Former Boston Hit And Run Driver Must Have Golden-Tongued Attorney After Driving Drunk

It is time for the “Hey, I’ll Bet I Can Make This Situation Worse” Club to announce its new spin-off organization, “Bet They Nail Me This Time!” I would like to nominate for the BTNMTT initial poster child a certain 19 year old woman, Elizabeth F. (hereinafter, the “Defendant”). Lately, she hails from Norfolk. However, back in 2006, she and her lawyer were trying to keep her free after she was involved in a Boston fatal hit-and-run case.

On Sunday, the Defendant, still on probation for the earlier case, was arrested in Ashland on drunk driving charges after she was found passed out behind the wheel of her car that had gone off the road, police said.

She was not alone this time. She was with elder 20 year old Carrie O. (hereinafter, the “Co-defendant”)… who was also passed out in the car.

As a result of their investigation, police say that the women appeared to be passed out from alcohol, not from any injury they received when the car crashed into a snow bank.

Fortunately, nobody was on the receiving end of the vehicle this time.

The Defendant was already on probation in connection with the December, 2006, death of Jeffrey Cardin, 48, of Wrentham. She, then 17, struck and killed Cardin on Shears Street in Wrentham. She turned herself in after seeing news reports about the incident, but claimed she had not realized she had hit someone.
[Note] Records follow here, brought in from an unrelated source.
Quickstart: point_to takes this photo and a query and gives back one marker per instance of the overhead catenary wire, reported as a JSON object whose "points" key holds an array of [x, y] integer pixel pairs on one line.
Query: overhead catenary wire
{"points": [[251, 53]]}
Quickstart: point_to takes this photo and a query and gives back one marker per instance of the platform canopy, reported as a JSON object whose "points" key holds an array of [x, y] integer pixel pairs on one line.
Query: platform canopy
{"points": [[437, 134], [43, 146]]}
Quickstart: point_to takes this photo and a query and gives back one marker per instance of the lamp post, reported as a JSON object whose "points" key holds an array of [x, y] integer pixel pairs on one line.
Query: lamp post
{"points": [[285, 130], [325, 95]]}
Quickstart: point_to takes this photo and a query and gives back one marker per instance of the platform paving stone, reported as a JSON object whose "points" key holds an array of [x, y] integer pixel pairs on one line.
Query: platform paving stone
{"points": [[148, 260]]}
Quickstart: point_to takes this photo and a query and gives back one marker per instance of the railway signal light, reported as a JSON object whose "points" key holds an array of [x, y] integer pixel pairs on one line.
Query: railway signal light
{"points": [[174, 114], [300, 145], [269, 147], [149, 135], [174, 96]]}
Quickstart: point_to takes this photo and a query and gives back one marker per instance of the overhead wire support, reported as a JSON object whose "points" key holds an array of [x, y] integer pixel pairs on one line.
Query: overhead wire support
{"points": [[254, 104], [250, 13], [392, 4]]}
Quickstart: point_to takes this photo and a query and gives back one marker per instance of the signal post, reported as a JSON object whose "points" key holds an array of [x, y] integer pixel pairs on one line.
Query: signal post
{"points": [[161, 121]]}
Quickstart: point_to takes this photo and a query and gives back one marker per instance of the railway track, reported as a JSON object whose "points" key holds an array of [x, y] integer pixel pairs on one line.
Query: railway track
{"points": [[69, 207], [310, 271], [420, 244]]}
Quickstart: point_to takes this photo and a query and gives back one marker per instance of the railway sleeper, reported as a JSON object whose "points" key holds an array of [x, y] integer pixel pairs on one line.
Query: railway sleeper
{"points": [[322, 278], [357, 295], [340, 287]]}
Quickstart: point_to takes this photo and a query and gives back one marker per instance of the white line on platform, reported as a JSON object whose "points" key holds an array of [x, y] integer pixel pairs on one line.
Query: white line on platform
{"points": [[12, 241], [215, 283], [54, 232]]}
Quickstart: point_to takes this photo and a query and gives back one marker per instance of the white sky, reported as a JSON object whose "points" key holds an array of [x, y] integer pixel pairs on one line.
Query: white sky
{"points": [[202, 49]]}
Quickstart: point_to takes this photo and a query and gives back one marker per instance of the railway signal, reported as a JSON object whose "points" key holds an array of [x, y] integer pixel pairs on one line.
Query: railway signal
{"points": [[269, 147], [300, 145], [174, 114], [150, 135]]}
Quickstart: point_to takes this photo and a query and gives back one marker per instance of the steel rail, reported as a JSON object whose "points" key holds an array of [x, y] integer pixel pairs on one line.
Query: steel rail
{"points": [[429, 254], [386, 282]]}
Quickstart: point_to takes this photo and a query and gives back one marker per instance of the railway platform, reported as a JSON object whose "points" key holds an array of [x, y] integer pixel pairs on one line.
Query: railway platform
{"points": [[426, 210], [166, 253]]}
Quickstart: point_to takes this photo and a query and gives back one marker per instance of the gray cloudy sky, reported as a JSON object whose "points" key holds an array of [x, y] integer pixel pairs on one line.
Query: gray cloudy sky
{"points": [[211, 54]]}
In that case, the Defendant was charged with leaving the scene of an accident causing personal injury and death in the 2006 crash. She was found guilty in 2007 to the lesser charge of leaving the scene of an accident causing personal injury. She was then sentenced to three years probation, her license suspended for six months and was ordered to remain drug and alcohol free.

Woops. So much for that condition.

Police said they found a bottle of 80 proof brandy and beer in the car. They also allegedly found a bag of marijuana in the Co-defendant’s purse.

The Defendant was charged with Massachusetts Operating Under The Influence of Alcohol, driving a vehicle negligently as to endanger and being a minor transporting liquor. Struggling to maintain consistency of bad judgment, she also ended up being charged with resisting arrest.

Failing to uphold the image of the BTNMTT, she was amazingly released without bail at her arraignment. She is expected to return to court on April 22.

The Co-defendant was charged with being a minor in possession of liquor and given a civil infraction for marijuana possession.

Attorney Sam’s take:

Despite the difficulties she is obviously combating, the Defendant has been very lucky in terms of the Criminal Justice System. She could have seen incarceration on her first case and she is a candidate for jail in this case as well.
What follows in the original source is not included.